Thank you your kind words. I’m still struggling to come to terms with what happened that day it’s so hard. I left him at 5.00pm and at 6.25pm my phone rang and the nurse said “Can you come up to the hospital, he’s having a panic attack and asking for you, he keeps saying he thinks he’s dying but it’s just a panic attack.” I told her I would be there within 20-25 minutes. When I got to the ward she met me in the corridor and said “I’m sorry he’s gone”!!! I started screaming “No no no no”. I don’t think I will ever come to terms with it, he knew he was dying and wanted me and why on earth did the nurse think it was “just a panic attack”??? I wish, like you, I had been able to hold him and comfort him in those last minutes and it breaks my heart to think he may have been frightened and needed me.

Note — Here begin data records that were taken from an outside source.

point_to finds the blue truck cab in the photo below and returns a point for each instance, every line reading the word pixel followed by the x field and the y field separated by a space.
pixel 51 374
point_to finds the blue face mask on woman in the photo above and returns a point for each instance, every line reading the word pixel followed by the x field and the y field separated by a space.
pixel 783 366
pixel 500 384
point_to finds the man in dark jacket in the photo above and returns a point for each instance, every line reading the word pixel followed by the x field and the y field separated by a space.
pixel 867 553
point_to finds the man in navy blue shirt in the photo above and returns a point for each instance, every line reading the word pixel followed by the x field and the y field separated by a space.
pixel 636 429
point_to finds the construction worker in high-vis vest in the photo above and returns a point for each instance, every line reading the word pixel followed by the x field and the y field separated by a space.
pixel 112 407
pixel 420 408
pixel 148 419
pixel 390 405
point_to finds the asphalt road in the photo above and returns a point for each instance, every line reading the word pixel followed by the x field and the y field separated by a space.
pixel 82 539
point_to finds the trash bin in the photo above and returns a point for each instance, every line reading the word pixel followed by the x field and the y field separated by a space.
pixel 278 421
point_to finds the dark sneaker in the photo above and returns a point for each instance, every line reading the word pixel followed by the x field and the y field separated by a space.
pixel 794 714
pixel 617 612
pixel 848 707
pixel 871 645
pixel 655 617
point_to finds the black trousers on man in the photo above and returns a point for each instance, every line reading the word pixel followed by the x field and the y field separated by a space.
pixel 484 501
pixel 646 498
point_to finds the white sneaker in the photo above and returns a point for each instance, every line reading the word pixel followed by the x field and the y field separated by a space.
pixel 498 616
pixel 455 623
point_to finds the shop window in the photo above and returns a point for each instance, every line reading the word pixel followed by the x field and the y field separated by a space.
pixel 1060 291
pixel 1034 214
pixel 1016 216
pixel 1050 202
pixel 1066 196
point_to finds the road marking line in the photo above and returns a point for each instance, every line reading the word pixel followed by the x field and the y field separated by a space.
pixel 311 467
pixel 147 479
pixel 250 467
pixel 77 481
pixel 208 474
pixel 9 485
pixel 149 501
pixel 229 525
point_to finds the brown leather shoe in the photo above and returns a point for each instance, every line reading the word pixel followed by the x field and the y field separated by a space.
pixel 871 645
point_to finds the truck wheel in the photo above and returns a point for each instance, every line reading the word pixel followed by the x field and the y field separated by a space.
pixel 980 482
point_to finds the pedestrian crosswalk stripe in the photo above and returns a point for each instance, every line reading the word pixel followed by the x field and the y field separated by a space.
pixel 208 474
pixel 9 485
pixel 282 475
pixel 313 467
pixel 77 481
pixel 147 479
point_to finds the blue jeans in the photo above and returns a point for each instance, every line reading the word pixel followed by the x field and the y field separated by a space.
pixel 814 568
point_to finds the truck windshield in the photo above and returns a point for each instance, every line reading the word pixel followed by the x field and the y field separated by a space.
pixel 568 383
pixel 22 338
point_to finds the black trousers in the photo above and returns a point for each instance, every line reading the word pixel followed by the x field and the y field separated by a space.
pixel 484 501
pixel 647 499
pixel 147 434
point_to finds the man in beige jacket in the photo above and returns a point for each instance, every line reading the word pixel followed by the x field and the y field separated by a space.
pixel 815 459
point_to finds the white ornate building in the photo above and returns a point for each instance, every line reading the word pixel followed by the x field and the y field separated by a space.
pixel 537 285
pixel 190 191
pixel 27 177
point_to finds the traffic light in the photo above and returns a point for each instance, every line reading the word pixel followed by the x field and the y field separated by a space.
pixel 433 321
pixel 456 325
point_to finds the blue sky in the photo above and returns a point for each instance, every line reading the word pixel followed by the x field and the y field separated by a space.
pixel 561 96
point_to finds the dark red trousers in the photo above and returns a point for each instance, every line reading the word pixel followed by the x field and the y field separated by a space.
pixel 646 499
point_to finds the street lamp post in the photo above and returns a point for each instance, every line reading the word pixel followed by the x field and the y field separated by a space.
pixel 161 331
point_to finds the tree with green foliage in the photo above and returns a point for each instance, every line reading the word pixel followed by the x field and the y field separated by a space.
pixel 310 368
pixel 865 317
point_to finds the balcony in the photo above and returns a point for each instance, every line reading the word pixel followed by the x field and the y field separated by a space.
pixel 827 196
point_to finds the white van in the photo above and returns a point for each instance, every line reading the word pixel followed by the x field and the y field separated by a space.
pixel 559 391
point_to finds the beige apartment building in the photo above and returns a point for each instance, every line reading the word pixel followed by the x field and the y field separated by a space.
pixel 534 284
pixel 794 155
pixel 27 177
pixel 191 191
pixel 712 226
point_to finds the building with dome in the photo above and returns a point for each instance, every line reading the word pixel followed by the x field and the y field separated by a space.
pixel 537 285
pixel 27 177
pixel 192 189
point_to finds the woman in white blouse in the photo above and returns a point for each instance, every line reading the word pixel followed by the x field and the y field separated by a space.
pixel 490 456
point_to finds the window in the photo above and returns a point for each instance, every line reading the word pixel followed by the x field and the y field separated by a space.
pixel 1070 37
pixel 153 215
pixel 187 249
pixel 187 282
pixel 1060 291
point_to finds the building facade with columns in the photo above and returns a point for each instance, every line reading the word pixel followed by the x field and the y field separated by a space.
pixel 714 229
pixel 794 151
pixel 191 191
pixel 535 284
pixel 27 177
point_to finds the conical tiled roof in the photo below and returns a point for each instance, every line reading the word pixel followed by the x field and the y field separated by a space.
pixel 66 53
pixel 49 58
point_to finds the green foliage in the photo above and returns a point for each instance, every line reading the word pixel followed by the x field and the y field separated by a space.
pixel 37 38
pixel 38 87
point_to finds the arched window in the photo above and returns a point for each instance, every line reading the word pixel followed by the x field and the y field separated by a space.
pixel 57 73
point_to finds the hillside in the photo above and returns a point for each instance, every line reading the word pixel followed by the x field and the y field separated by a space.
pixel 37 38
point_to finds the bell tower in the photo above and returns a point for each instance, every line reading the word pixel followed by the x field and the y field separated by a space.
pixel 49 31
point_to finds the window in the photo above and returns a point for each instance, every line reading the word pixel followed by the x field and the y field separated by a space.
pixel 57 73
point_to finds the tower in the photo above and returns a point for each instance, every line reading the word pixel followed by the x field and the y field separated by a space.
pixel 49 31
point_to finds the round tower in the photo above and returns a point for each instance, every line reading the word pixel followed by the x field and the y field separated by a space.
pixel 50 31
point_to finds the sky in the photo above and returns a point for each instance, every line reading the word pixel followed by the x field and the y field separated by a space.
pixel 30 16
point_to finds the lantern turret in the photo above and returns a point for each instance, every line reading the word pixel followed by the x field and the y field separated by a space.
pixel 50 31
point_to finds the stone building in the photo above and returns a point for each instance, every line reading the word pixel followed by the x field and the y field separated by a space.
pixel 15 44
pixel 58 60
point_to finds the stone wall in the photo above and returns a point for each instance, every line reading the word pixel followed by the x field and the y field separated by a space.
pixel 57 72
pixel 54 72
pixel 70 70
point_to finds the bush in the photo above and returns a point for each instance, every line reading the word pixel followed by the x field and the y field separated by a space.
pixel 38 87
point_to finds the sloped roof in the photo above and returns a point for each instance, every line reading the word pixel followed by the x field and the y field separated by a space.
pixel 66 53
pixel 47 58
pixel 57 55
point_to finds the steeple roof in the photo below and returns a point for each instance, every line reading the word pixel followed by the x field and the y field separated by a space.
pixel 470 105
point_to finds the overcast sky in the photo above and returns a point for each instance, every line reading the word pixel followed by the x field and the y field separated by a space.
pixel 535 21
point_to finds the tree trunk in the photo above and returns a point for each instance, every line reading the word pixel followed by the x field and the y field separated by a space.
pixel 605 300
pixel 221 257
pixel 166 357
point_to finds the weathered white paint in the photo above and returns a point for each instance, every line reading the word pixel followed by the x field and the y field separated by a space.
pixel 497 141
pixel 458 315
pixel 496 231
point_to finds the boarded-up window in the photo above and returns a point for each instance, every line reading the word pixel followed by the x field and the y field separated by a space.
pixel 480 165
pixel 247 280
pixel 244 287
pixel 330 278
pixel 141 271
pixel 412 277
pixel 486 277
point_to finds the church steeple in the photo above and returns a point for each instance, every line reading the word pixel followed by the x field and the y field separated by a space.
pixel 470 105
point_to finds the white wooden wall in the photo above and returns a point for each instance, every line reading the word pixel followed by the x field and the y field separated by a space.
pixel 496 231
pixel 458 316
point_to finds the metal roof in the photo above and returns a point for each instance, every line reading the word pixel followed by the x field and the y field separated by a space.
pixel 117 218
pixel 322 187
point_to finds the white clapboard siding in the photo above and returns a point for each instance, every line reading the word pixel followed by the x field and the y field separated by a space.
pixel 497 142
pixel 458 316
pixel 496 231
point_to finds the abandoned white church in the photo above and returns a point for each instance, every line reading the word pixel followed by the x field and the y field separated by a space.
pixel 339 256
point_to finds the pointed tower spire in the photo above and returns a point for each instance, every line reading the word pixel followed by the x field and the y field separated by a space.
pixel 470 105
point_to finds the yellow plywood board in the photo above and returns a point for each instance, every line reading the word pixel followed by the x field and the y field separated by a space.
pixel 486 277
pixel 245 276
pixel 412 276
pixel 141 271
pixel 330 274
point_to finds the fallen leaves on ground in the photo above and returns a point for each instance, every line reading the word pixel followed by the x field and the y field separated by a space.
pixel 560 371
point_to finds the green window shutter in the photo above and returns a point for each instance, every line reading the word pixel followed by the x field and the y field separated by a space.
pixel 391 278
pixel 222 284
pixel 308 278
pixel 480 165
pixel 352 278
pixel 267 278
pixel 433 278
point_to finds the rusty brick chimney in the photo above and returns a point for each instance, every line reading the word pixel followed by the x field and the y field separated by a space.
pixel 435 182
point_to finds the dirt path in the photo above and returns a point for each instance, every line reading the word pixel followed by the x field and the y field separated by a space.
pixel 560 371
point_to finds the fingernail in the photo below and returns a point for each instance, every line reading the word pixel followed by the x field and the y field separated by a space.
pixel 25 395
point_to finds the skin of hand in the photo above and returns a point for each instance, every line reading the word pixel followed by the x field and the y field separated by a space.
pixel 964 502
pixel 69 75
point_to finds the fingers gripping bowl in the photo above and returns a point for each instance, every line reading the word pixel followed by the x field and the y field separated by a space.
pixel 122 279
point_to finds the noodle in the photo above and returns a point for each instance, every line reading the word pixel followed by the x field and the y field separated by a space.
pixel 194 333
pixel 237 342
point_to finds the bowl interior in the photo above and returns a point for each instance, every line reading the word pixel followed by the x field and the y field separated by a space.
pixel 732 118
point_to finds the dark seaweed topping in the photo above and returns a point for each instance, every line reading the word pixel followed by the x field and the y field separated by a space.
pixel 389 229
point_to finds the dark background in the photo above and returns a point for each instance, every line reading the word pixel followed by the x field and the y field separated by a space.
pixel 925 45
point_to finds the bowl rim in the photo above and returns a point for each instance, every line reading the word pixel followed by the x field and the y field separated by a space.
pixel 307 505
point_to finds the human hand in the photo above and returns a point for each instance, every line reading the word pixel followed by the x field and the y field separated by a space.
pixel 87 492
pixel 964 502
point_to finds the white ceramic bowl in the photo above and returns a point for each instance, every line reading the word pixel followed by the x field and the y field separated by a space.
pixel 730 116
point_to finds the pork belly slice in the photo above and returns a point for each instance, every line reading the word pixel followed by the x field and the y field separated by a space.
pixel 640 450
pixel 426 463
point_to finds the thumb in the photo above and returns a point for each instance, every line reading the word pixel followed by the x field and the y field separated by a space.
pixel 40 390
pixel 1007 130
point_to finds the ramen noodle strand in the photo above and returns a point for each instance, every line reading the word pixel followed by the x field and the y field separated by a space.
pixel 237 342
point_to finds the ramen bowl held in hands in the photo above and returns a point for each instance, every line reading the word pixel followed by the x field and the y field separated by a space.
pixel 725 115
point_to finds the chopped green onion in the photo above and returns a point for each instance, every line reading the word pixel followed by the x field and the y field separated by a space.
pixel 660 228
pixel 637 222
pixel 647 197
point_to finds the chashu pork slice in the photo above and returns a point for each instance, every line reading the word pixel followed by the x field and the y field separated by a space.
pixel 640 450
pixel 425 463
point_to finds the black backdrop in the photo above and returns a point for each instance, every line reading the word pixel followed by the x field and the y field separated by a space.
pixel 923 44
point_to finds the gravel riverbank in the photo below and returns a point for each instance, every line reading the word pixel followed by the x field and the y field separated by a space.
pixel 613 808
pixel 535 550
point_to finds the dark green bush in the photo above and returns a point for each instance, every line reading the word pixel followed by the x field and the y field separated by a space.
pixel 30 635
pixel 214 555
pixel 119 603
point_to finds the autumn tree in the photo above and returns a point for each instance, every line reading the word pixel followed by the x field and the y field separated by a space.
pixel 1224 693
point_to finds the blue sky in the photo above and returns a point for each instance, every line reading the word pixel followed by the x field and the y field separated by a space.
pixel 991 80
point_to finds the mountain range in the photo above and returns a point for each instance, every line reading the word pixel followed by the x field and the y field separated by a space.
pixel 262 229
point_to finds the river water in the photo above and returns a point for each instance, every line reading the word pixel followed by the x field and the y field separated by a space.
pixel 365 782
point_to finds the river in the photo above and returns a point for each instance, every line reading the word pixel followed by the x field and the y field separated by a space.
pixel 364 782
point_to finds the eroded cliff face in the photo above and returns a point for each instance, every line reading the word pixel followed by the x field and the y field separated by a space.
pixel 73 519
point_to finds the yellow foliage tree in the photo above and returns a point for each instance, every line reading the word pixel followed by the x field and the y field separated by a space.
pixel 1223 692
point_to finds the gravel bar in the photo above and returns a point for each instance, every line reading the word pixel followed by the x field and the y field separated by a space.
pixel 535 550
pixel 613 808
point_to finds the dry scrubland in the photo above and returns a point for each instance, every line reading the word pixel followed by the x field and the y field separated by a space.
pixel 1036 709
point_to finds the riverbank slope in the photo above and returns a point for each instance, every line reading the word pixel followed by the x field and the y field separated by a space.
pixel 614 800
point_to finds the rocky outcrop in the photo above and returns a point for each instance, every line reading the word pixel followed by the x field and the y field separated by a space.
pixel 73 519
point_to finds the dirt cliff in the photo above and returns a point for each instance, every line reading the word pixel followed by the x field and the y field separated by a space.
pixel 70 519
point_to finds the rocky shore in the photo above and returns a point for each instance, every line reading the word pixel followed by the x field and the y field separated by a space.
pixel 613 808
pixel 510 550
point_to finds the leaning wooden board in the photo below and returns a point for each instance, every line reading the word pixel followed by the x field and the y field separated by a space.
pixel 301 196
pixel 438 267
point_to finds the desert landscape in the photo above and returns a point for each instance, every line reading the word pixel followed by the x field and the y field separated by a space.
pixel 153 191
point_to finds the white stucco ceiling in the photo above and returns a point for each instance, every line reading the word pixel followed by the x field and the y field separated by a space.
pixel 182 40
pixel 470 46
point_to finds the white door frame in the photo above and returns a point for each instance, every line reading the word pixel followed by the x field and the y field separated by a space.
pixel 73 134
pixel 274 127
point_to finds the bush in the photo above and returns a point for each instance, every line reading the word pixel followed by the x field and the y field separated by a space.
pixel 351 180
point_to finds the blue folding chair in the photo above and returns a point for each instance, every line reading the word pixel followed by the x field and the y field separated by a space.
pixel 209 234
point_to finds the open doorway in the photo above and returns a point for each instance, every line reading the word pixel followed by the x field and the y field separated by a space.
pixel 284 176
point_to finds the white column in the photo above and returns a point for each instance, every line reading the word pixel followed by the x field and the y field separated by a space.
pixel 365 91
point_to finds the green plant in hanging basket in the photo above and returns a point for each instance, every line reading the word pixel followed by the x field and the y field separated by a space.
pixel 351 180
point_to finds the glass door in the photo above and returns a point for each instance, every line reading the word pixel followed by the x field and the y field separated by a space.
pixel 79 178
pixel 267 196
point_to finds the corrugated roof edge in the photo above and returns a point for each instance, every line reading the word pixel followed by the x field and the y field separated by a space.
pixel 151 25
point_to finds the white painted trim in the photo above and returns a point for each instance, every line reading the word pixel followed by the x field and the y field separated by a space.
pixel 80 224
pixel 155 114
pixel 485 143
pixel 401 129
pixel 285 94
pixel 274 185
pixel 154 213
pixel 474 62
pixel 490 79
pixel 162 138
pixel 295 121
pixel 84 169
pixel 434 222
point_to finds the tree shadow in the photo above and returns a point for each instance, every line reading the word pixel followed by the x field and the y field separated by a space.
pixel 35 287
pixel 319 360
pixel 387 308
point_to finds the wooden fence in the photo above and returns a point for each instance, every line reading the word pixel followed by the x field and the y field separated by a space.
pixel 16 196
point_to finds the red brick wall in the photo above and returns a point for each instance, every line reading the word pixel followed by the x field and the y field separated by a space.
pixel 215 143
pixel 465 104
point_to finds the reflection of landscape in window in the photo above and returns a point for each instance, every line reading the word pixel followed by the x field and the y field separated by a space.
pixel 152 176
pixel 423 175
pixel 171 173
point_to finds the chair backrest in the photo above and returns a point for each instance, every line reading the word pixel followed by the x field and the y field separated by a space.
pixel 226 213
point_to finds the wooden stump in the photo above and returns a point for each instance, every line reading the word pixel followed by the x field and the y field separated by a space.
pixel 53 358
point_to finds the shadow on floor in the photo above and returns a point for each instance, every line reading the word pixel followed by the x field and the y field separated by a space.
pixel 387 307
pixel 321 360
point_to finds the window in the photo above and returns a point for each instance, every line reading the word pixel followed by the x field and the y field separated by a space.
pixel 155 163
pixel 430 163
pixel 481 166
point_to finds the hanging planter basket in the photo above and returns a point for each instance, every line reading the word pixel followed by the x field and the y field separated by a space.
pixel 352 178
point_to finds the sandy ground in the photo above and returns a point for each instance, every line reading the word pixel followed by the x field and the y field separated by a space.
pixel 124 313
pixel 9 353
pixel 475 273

@Jan71 my heart breaks for you.X
I had an awful ending with my husband. He was in intensive care for a week and I was not allowed to visit until the very end when they decided I could be there before his ventilator was removed. Their communication was a total muddle and a complaint is ongoing. I was disgusted that 50 years of the two of us counted for nothing and that they could make such decisions. There are massive confusions about hospital next of kin. Legal next of kin is good enough to remove the body from their mortuary but does not mean you can be there.
Jan. Your treatment was truly appalling. I cried reading it. My heart goes out to you.
RVSics. My wife was in intensive care but I was allowed to visit despite the fact she had Covid as the ward managers recognised visits as therapeutic. I had to wear full protective clothing. Other wards were not as good. I don’t think hospitals deal with end of life issues at all well. I did not understand why my wife and 3 other patients who died in the few weeks she was in her final ward were not in a hospice rather than left to die together in a crowded room. You should have been allowed to be with your loved one longer and I feel for you. When time is short it os ever more valuable.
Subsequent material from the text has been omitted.